Lars Aronsson a écrit :
ThomasV wrote:
the problem is that djvu pages on common do not have a parsable format.
Many of them are. For example, http://commons.wikimedia.org/wiki/File:Swedish_patent_14_Mj%C3%B6lqvarn.pdf contains:
{{Information |Description=Swedish patent 14: Mjölqvarn |Source=Digitized by [http://nordiskapatent.se/ NordiskaPatent.se] |Date=January 23, 1885 |Author=R. Setz, J. Schweiter, Clus, Switzerland |Permission= |other_versions= }}
This looks very formalized and parsable to me. I filled it in when I uploaded the file to Commons, and exactly the same fields need to be filled in manually in the newly created Index page.
Maybe I should design a tool or bot that asks for these fields once, and then uploads the file and creates the Index page, based on that information. And my question was: Has anybody already done that?
not to my knowledge. it is possible to request the text with the api, why dont you try it.
What you describe is _already_ implemented : when a page is created, its text is extracted from the text layer of the corresponding djvu or pdf. All you need to do is create djvu files with a proper text layer.
You are correct, it does indeed work, but only after I action=purge the PDF file on Commons. It never worked for me on the first try, without any purge. And I was misled by an earlier bug where action=purge didn't help, so it took me a while before I tested this.

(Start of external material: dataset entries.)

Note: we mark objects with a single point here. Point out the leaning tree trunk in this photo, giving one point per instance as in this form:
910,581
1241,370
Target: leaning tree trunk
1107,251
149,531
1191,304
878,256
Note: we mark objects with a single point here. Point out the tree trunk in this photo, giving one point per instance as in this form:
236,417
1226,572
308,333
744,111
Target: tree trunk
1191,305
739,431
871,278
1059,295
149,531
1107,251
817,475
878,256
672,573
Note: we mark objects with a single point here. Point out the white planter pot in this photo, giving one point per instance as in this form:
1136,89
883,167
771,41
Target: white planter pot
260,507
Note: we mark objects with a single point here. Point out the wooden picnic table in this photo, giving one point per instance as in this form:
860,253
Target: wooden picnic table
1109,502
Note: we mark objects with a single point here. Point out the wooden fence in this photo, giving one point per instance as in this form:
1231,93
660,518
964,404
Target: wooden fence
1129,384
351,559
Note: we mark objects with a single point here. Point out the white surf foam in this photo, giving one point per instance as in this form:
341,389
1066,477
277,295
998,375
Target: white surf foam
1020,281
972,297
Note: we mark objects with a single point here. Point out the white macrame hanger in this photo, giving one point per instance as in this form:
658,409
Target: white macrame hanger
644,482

So why is the purge necessary? If OCR text extraction ever fails, why is this not detected and automatically retried?
purge is necessary only for files that were uploaded previously, when text extraction was not performed. Note that text layer extraction for pdf files is new.

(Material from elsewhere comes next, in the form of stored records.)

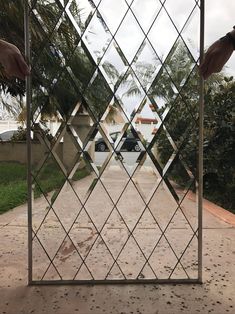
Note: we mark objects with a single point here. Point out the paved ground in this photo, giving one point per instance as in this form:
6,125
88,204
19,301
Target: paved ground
216,295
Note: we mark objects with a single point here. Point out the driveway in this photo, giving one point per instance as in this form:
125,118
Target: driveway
215,295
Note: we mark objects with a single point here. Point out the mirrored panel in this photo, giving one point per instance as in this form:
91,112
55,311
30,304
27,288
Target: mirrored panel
114,140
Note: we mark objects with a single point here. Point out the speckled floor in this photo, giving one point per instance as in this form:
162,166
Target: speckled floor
216,295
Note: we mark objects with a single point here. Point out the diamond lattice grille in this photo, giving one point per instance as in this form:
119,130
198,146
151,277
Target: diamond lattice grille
115,113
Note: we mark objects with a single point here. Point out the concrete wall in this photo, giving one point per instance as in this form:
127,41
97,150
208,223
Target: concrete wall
17,151
6,125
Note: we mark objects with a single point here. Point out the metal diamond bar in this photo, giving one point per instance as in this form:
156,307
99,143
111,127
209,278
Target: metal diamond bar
165,229
131,232
67,235
99,234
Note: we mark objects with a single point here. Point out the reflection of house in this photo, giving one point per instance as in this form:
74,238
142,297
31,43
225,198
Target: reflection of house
146,126
115,121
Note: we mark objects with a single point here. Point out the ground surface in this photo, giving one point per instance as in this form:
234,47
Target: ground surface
216,295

When I try to create http://sv.wikisource.org/wiki/Sida:Swedish_patent_14_Mj%C3%B6lqvarn.pdf/1 there is a character encoding error in the OCR text. It looks as if the PDF contains 8-bit data, which is loaded into the UTF-8 form without conversion. Cut-and-paste from Acrobat Reader works fine.
yes there is a conversion problem with pdf; it works better with djvu.